An innovation getting a lot of attention these days is a technology that can create new services based on existing ones without the need to write new software. Sounds amazing? Well, it is.
August 3, 2009

Ioannis Fikouras, the Ericsson brain behind the composition engine, explains: “If an operator wants to combine a location-based service with a weather forecast service, it’s not necessary to create the application from scratch. Operators can instead use the composition engine to automatically create a new location-based service by reusing the old components that are already available.”
The composition engine has been so successful that six operators had already signed-up before its launch in May this year. Fikouras says that in addition to the endless service combinations the technology offers, it can also save operators a lot of time and money.

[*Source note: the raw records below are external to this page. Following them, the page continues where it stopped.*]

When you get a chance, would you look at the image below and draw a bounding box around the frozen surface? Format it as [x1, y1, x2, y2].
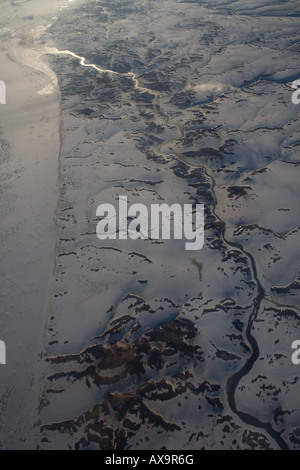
[0, 0, 300, 450]
[0, 0, 81, 450]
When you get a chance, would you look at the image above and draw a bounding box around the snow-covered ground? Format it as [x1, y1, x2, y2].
[0, 0, 299, 450]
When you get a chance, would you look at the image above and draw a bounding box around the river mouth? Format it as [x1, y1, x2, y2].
[1, 0, 300, 450]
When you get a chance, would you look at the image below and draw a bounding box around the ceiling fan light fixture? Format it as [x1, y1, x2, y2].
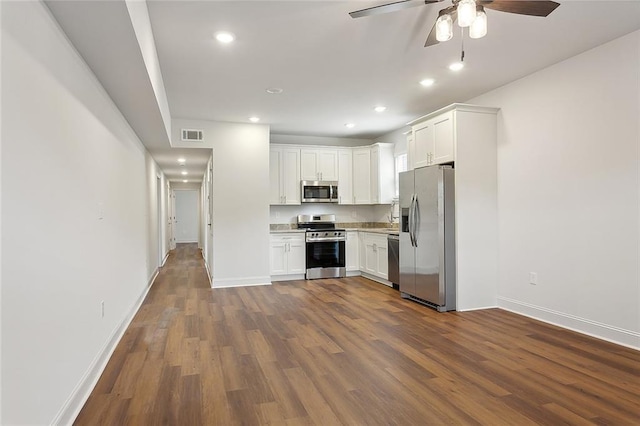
[469, 6, 487, 39]
[435, 13, 453, 42]
[449, 61, 464, 71]
[457, 0, 477, 28]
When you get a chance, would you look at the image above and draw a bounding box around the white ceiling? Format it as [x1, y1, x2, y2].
[48, 1, 640, 182]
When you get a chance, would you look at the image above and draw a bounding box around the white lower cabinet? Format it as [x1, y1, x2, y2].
[346, 231, 359, 272]
[270, 233, 305, 276]
[361, 232, 388, 280]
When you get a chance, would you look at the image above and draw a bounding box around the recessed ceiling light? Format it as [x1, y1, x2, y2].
[266, 87, 283, 94]
[345, 123, 356, 129]
[215, 31, 235, 44]
[449, 62, 464, 71]
[183, 180, 188, 183]
[177, 158, 186, 163]
[249, 116, 260, 123]
[374, 106, 387, 113]
[420, 78, 435, 87]
[181, 171, 188, 175]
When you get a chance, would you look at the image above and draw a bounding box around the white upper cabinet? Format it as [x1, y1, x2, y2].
[370, 144, 395, 205]
[411, 110, 454, 168]
[407, 133, 415, 171]
[300, 148, 338, 181]
[270, 146, 301, 205]
[352, 144, 394, 205]
[352, 147, 371, 204]
[337, 148, 353, 205]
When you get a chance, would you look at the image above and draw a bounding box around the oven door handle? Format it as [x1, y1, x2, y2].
[306, 236, 346, 243]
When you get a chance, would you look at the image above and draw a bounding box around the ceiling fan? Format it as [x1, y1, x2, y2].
[349, 0, 560, 47]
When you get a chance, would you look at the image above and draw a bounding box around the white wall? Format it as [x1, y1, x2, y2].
[145, 152, 169, 277]
[469, 30, 640, 348]
[125, 0, 171, 140]
[271, 133, 373, 147]
[172, 119, 271, 288]
[374, 126, 410, 156]
[1, 2, 164, 423]
[271, 204, 393, 226]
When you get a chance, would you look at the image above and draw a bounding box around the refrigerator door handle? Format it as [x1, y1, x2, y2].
[413, 194, 420, 247]
[409, 194, 417, 247]
[408, 194, 415, 247]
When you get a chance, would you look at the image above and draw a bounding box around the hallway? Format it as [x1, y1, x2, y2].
[74, 244, 640, 425]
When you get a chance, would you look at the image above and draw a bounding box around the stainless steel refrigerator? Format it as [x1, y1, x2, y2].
[399, 165, 456, 312]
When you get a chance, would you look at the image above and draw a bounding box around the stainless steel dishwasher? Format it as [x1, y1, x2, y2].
[388, 234, 400, 289]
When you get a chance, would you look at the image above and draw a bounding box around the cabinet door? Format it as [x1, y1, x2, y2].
[352, 148, 371, 204]
[282, 148, 301, 204]
[317, 149, 338, 180]
[269, 149, 283, 205]
[413, 120, 434, 169]
[364, 235, 378, 275]
[287, 237, 306, 274]
[432, 111, 454, 164]
[300, 149, 319, 180]
[338, 149, 353, 205]
[358, 232, 367, 270]
[375, 236, 388, 280]
[270, 240, 287, 275]
[370, 146, 380, 204]
[407, 134, 415, 171]
[346, 231, 359, 271]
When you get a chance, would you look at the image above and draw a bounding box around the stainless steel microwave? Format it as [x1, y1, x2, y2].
[301, 181, 339, 203]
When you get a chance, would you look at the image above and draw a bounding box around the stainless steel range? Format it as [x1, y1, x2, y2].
[297, 214, 346, 279]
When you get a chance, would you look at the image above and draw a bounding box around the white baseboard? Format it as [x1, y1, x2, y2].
[360, 272, 393, 287]
[161, 251, 169, 267]
[212, 276, 272, 288]
[498, 296, 640, 350]
[270, 273, 306, 282]
[457, 304, 499, 312]
[203, 258, 213, 286]
[346, 270, 361, 277]
[52, 272, 157, 425]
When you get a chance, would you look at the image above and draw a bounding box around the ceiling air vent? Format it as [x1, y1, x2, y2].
[181, 129, 204, 142]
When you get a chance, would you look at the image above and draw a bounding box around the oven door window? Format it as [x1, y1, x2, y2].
[306, 241, 345, 268]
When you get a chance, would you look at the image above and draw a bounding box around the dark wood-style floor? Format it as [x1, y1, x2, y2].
[75, 243, 640, 425]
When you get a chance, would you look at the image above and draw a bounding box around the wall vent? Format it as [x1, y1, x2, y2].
[181, 129, 204, 142]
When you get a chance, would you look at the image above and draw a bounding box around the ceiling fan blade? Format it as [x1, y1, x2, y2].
[425, 6, 456, 47]
[350, 0, 442, 19]
[481, 0, 560, 17]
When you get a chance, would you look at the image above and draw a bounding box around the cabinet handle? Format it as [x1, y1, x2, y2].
[284, 195, 287, 203]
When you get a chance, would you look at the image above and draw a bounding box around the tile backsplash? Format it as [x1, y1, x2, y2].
[270, 204, 396, 225]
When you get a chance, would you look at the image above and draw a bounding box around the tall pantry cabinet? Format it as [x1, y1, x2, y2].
[408, 103, 500, 311]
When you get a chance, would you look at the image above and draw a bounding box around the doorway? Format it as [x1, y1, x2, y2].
[174, 190, 199, 243]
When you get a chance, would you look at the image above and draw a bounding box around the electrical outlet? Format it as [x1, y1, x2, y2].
[101, 301, 105, 318]
[529, 272, 538, 285]
[275, 211, 280, 218]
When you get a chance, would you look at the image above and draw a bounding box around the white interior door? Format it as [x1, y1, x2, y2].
[175, 190, 199, 243]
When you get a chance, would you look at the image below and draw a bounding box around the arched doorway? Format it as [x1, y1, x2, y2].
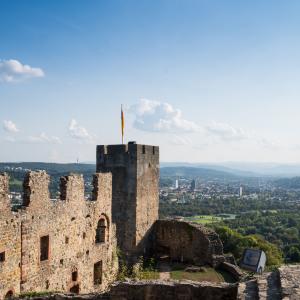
[4, 290, 14, 299]
[69, 284, 80, 294]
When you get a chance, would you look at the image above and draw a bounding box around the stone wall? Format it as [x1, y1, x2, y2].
[150, 220, 225, 267]
[14, 280, 239, 300]
[0, 174, 21, 299]
[106, 280, 238, 300]
[279, 265, 300, 299]
[0, 171, 118, 299]
[96, 143, 159, 256]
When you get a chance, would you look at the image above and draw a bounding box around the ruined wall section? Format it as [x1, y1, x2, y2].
[151, 220, 224, 267]
[0, 171, 118, 297]
[20, 171, 117, 294]
[135, 145, 159, 253]
[0, 174, 21, 299]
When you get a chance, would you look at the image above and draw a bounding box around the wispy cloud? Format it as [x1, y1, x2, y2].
[3, 120, 19, 133]
[205, 121, 249, 141]
[0, 59, 44, 83]
[4, 133, 61, 144]
[129, 99, 200, 133]
[169, 135, 193, 146]
[26, 133, 61, 144]
[258, 137, 281, 150]
[68, 119, 93, 141]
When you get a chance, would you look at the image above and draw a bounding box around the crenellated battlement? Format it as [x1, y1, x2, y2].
[59, 173, 84, 202]
[23, 171, 50, 207]
[0, 173, 10, 212]
[0, 173, 9, 194]
[0, 171, 113, 214]
[0, 169, 116, 298]
[97, 143, 158, 156]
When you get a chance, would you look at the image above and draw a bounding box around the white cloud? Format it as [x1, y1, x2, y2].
[205, 121, 249, 141]
[68, 119, 93, 140]
[3, 120, 19, 133]
[129, 99, 200, 133]
[0, 59, 44, 83]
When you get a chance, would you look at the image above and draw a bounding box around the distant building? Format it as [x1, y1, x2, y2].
[240, 249, 266, 274]
[190, 179, 196, 191]
[175, 179, 179, 189]
[239, 185, 243, 197]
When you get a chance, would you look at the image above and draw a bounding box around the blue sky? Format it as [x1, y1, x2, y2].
[1, 0, 300, 163]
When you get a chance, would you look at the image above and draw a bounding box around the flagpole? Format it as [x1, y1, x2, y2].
[121, 104, 124, 144]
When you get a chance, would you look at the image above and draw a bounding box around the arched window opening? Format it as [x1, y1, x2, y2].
[95, 218, 107, 243]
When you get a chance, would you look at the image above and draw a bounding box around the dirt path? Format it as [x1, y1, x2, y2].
[158, 262, 171, 280]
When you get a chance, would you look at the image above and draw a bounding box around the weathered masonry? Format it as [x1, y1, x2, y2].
[0, 171, 118, 299]
[96, 142, 159, 256]
[0, 142, 159, 298]
[150, 220, 225, 267]
[1, 142, 231, 299]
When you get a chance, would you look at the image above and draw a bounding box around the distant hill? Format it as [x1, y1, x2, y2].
[0, 163, 97, 197]
[160, 163, 258, 177]
[161, 162, 300, 177]
[3, 161, 300, 178]
[160, 166, 239, 180]
[0, 162, 95, 175]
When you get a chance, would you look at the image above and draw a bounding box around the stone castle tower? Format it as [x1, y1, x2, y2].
[96, 142, 159, 255]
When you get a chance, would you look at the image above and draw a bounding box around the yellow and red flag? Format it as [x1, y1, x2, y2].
[121, 105, 125, 144]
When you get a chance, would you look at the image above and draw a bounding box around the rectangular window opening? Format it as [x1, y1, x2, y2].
[72, 271, 78, 282]
[0, 252, 5, 262]
[40, 235, 49, 261]
[94, 261, 102, 285]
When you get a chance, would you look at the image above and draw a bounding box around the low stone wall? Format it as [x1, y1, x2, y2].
[219, 262, 244, 281]
[149, 220, 225, 267]
[107, 280, 238, 300]
[16, 280, 238, 300]
[279, 265, 300, 299]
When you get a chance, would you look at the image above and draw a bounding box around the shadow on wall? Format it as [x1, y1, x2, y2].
[144, 220, 225, 267]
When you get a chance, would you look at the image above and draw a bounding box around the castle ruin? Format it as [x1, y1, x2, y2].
[0, 143, 225, 299]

“Normally, when we offer a service to a customer it often doesn’t fit right away and making changes can cost a lot of money,” he says. “With this technology, operators or Ericsson’s services unit can make the changes themselves. They don’t have to go back to the product developer.
“For example, we had a request from one operator to create a service and if we had done it with traditional tools, it would have taken us over 3,000 man hours. Instead, we were able to complete it in three weeks, using only three people.”
The idea for the composition engine came to Fikouras while he was working on his PhD at the University of Bremen in Germany in 1999. At the university, Fikouras gained insight into how machines are built and he thought that he could apply that method to software. “A car maker can tell a computer to assemble the different standard parts to build a brand-new car,” he says. “My idea was to build the composition tools on the software side in a similar way to enable the re-use of software.”
The road from conception to reality has been a speedy one, according to Fikouras. He started working for Ericsson Research at the company’s Eurolab in Aachen, Germany in 2005, and in 2006, a prototype of the technology was built with the support of his colleague Roman Levenshteyn.
The innovation is now marketed under the name Ericsson Composition Engine. Today, it is also used as a platform for other service-layer products. “Using this mechanism offers so many advantages that Ericsson now integrates it with a number of products,” Fikouras says.